The updated "Windsor instructions" that now recognize same-sex marriages will apply to all claims filed on or after the Supreme Court ruled in the Windsor case on June 26, or any claims that were pending final determination at the time of the ruling.
However, payments will be limited for the time being to same-sex couples who are legally married and live in the 13 states that permit same-sex marriage, as well as the District of Columbia, where same-sex marriage is also legal. Colvin, however, hinted that that could change as the government continues to update federal policies and regulations.

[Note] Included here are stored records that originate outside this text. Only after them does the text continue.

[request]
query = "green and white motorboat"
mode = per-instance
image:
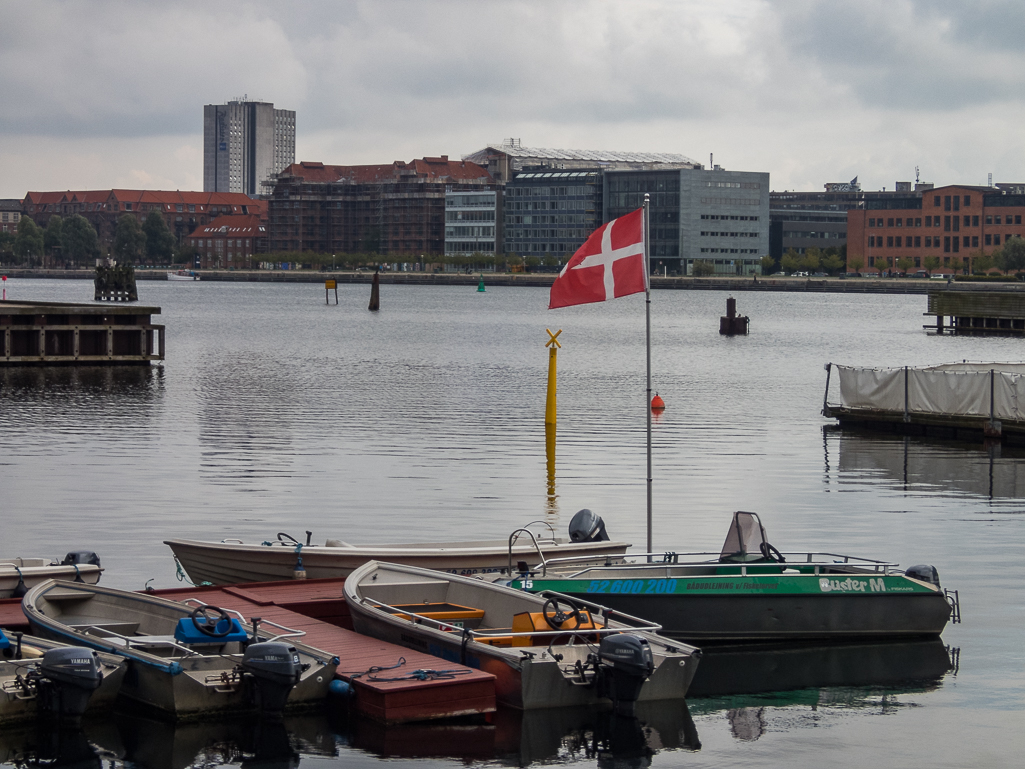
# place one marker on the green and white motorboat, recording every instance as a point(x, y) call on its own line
point(751, 592)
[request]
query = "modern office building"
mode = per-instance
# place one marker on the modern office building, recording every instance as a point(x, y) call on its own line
point(472, 221)
point(245, 145)
point(399, 208)
point(697, 214)
point(953, 224)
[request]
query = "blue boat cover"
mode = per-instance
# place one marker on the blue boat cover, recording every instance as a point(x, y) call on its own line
point(188, 633)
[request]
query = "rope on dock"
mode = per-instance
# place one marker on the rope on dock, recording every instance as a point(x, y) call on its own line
point(419, 675)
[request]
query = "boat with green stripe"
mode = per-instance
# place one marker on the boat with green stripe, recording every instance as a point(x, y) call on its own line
point(751, 592)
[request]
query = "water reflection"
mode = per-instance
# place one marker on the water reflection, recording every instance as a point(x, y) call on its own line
point(989, 471)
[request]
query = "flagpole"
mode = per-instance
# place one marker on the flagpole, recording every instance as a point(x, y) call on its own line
point(647, 307)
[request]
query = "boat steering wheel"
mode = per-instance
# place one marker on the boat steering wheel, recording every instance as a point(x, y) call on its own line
point(772, 554)
point(557, 617)
point(206, 618)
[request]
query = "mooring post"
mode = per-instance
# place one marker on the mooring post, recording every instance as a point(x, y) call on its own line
point(906, 417)
point(549, 405)
point(825, 396)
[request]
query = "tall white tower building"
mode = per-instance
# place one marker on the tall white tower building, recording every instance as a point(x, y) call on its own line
point(244, 145)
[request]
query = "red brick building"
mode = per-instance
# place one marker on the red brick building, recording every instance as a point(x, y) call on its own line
point(953, 224)
point(397, 208)
point(182, 211)
point(229, 242)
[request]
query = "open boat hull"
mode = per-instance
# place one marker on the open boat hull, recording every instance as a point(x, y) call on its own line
point(36, 570)
point(181, 686)
point(230, 563)
point(16, 704)
point(527, 677)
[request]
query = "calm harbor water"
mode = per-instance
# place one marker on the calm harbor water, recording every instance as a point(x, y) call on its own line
point(274, 412)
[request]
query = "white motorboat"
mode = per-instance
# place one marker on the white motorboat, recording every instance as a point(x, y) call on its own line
point(18, 574)
point(186, 661)
point(44, 679)
point(233, 561)
point(544, 651)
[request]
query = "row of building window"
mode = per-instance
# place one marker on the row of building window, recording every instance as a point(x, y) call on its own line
point(729, 235)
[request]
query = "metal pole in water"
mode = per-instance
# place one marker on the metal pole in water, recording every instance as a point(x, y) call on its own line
point(549, 406)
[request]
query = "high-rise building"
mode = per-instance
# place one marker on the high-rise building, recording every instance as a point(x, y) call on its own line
point(246, 144)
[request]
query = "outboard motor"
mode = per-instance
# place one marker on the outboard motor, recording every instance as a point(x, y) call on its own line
point(273, 669)
point(624, 663)
point(586, 527)
point(81, 557)
point(66, 679)
point(925, 572)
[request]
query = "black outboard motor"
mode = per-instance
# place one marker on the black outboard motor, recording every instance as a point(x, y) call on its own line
point(925, 572)
point(586, 527)
point(66, 679)
point(625, 662)
point(81, 557)
point(273, 669)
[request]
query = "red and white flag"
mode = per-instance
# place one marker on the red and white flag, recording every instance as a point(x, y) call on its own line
point(610, 264)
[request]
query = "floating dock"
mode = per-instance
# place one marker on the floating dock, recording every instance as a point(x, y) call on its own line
point(55, 333)
point(960, 401)
point(318, 607)
point(962, 312)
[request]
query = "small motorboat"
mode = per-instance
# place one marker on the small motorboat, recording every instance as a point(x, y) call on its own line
point(232, 561)
point(181, 275)
point(45, 679)
point(17, 574)
point(751, 592)
point(185, 660)
point(544, 651)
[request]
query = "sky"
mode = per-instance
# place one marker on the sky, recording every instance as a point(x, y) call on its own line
point(99, 94)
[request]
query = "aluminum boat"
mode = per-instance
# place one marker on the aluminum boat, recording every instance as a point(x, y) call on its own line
point(544, 651)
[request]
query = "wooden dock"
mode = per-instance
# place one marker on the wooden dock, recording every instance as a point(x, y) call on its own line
point(318, 607)
point(980, 313)
point(54, 333)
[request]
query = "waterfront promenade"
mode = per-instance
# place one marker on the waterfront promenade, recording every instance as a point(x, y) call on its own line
point(813, 285)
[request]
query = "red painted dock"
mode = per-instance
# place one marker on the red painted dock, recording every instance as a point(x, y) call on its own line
point(318, 607)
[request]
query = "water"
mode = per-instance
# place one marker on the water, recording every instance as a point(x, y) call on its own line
point(275, 412)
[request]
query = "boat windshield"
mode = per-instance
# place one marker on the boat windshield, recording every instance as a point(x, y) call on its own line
point(745, 540)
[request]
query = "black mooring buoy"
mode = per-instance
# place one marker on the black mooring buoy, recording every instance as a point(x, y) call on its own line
point(375, 292)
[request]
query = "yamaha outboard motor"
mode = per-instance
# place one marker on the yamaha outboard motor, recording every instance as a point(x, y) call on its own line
point(586, 527)
point(625, 662)
point(81, 557)
point(66, 679)
point(273, 670)
point(925, 572)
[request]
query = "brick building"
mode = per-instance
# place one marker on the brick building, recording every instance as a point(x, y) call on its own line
point(229, 242)
point(951, 223)
point(182, 211)
point(397, 208)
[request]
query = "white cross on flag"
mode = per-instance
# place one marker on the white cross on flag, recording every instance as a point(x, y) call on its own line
point(610, 264)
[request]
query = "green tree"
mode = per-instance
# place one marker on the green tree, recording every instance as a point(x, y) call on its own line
point(51, 236)
point(159, 241)
point(832, 262)
point(790, 261)
point(29, 243)
point(129, 240)
point(79, 240)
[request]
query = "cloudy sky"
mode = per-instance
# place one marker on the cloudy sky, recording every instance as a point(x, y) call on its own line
point(96, 94)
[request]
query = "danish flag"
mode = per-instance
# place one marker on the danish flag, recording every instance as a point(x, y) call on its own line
point(610, 264)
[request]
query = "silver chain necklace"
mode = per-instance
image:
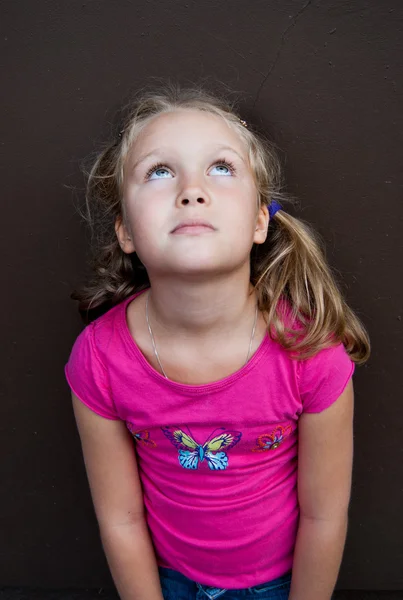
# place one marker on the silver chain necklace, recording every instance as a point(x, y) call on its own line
point(155, 347)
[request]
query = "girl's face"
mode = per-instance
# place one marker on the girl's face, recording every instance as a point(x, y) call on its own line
point(190, 197)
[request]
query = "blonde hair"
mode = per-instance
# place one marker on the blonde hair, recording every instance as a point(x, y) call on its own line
point(289, 270)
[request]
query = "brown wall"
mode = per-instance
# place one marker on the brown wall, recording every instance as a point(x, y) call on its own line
point(324, 78)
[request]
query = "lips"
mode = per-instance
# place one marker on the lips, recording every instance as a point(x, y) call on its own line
point(193, 225)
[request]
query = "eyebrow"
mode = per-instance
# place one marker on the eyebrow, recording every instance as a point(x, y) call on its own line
point(145, 156)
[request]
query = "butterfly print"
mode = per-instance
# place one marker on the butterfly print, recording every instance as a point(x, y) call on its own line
point(191, 453)
point(271, 441)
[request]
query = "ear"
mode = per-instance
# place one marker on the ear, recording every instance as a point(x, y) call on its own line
point(124, 237)
point(262, 224)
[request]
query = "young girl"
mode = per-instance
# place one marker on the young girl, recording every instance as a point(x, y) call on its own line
point(222, 346)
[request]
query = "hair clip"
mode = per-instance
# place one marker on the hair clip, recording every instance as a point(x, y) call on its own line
point(273, 208)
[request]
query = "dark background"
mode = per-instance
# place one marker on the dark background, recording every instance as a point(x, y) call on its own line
point(323, 79)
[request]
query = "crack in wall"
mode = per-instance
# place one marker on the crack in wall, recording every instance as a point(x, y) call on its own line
point(279, 49)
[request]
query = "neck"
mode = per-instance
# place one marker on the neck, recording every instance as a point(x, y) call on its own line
point(200, 308)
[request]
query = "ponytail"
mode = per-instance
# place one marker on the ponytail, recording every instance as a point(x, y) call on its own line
point(305, 309)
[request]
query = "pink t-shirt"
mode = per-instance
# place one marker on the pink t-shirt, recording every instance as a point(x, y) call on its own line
point(218, 462)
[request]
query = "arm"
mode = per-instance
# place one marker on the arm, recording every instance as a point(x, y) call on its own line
point(118, 501)
point(324, 482)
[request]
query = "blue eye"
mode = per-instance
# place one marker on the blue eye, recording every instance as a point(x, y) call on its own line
point(223, 167)
point(159, 173)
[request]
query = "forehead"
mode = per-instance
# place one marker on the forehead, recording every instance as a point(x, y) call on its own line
point(186, 128)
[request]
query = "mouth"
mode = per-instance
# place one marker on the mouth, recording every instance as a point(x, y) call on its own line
point(193, 227)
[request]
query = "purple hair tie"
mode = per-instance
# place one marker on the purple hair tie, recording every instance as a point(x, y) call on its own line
point(273, 208)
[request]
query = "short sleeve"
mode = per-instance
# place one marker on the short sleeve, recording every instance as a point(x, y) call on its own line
point(323, 378)
point(87, 376)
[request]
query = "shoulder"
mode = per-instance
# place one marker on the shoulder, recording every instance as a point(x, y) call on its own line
point(323, 377)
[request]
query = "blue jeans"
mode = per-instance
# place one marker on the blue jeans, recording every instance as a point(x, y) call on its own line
point(176, 586)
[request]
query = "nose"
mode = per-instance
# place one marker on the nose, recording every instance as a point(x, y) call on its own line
point(192, 199)
point(192, 194)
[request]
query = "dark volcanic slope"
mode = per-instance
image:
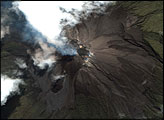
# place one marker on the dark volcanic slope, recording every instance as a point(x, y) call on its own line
point(123, 78)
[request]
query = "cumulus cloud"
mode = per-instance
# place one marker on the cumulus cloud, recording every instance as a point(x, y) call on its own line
point(8, 86)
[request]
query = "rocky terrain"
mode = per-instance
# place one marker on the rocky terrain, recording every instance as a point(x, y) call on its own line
point(117, 73)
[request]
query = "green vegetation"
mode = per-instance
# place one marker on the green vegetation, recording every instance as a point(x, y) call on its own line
point(151, 15)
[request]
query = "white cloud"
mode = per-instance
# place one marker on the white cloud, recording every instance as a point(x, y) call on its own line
point(8, 85)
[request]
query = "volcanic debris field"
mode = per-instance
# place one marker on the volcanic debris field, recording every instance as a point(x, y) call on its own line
point(115, 72)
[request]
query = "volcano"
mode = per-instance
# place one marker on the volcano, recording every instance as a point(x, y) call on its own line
point(116, 73)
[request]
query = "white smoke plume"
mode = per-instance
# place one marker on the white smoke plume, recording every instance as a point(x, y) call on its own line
point(43, 56)
point(8, 86)
point(21, 63)
point(49, 17)
point(4, 29)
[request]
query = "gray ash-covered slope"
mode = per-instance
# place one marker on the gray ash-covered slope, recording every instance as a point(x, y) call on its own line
point(122, 79)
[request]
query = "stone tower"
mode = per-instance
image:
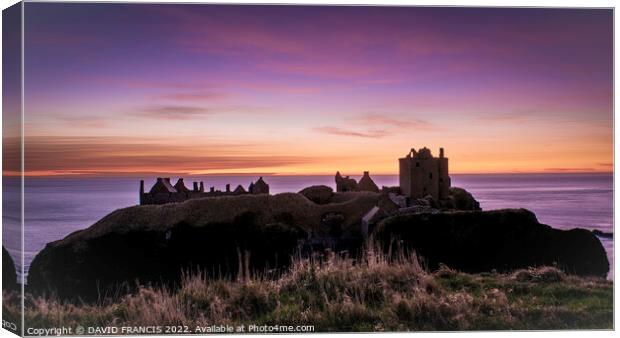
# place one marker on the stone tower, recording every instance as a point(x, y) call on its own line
point(421, 174)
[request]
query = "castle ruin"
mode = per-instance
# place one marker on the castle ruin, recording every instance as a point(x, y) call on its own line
point(421, 174)
point(344, 184)
point(163, 191)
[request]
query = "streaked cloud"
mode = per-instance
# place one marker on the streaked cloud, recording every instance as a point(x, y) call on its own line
point(376, 133)
point(173, 112)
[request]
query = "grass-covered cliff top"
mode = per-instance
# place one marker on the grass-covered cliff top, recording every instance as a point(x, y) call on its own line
point(223, 209)
point(339, 294)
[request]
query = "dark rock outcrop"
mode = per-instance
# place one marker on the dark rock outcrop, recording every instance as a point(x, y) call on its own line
point(153, 244)
point(603, 234)
point(9, 273)
point(504, 240)
point(114, 262)
point(319, 194)
point(460, 199)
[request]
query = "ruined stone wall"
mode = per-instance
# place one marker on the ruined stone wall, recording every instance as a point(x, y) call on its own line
point(163, 198)
point(405, 175)
point(425, 178)
point(444, 178)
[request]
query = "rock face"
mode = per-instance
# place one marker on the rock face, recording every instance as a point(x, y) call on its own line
point(476, 241)
point(221, 236)
point(9, 273)
point(319, 194)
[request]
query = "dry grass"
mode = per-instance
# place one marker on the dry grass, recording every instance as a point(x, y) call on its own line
point(336, 293)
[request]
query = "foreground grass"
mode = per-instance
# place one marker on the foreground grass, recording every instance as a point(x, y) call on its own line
point(340, 294)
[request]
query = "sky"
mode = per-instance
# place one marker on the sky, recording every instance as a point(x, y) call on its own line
point(137, 89)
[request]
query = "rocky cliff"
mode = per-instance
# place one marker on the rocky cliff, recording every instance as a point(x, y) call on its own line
point(503, 240)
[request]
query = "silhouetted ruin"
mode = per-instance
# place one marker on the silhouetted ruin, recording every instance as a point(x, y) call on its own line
point(366, 183)
point(422, 175)
point(163, 191)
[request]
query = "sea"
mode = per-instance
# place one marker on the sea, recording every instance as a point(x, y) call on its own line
point(56, 207)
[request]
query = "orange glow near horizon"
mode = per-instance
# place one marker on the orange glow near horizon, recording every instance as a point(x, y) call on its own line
point(203, 90)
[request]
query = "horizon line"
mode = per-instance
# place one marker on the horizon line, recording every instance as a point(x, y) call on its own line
point(180, 174)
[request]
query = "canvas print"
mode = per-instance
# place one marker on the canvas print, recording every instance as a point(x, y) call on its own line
point(212, 168)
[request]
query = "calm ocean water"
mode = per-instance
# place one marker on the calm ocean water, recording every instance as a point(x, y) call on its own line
point(56, 207)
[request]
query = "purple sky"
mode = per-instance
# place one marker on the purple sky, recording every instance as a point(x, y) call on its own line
point(129, 88)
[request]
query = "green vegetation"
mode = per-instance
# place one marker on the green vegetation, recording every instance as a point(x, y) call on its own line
point(343, 294)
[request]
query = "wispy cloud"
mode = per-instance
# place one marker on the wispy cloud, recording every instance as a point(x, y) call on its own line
point(569, 169)
point(196, 96)
point(394, 122)
point(173, 112)
point(89, 155)
point(376, 126)
point(376, 133)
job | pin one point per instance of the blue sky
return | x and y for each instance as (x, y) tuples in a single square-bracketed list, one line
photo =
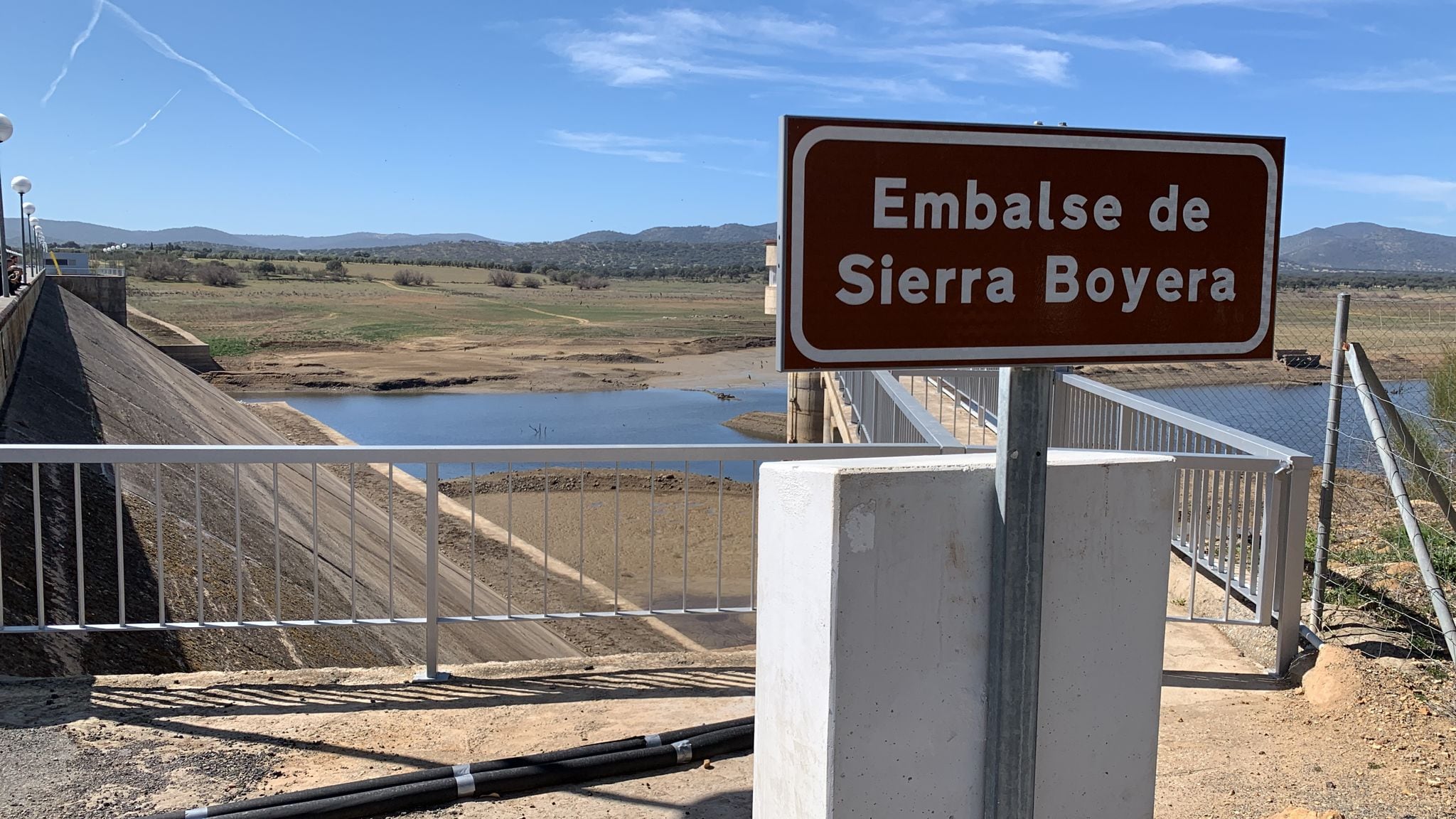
[(543, 120)]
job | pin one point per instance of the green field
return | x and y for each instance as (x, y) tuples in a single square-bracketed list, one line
[(282, 314)]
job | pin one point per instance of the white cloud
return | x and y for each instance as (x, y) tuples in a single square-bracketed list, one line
[(653, 149), (679, 46), (915, 59), (646, 149), (1414, 76), (1184, 59), (76, 46), (161, 47), (1400, 186), (1160, 5)]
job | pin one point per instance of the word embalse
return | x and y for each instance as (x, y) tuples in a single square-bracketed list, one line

"We continue to work closely with the Department of Justice," Colvin said. "In the coming weeks and months, we will develop and implement additional policy and processing instructions. We appreciate the public's patience as we work through the legal issues to ensure that our policy is legally sound and clear."
President Barack Obama, who ordered his cabinet to implement the DOMA ruling "swiftly and smoothly," has said he believes the decision to award lawfully married same-sex couples full federal rights and benefits should apply in all 50 states.
"It's my personal belief -- but I'm speaking now as a president as opposed to as a lawyer -- that if you've been married in Massachusetts and you move someplace else, you're still married, and that under federal law you should be able to obtain the benefits of any lawfully married couple. But I'm speaking as a president, not a lawyer," Obama said in June.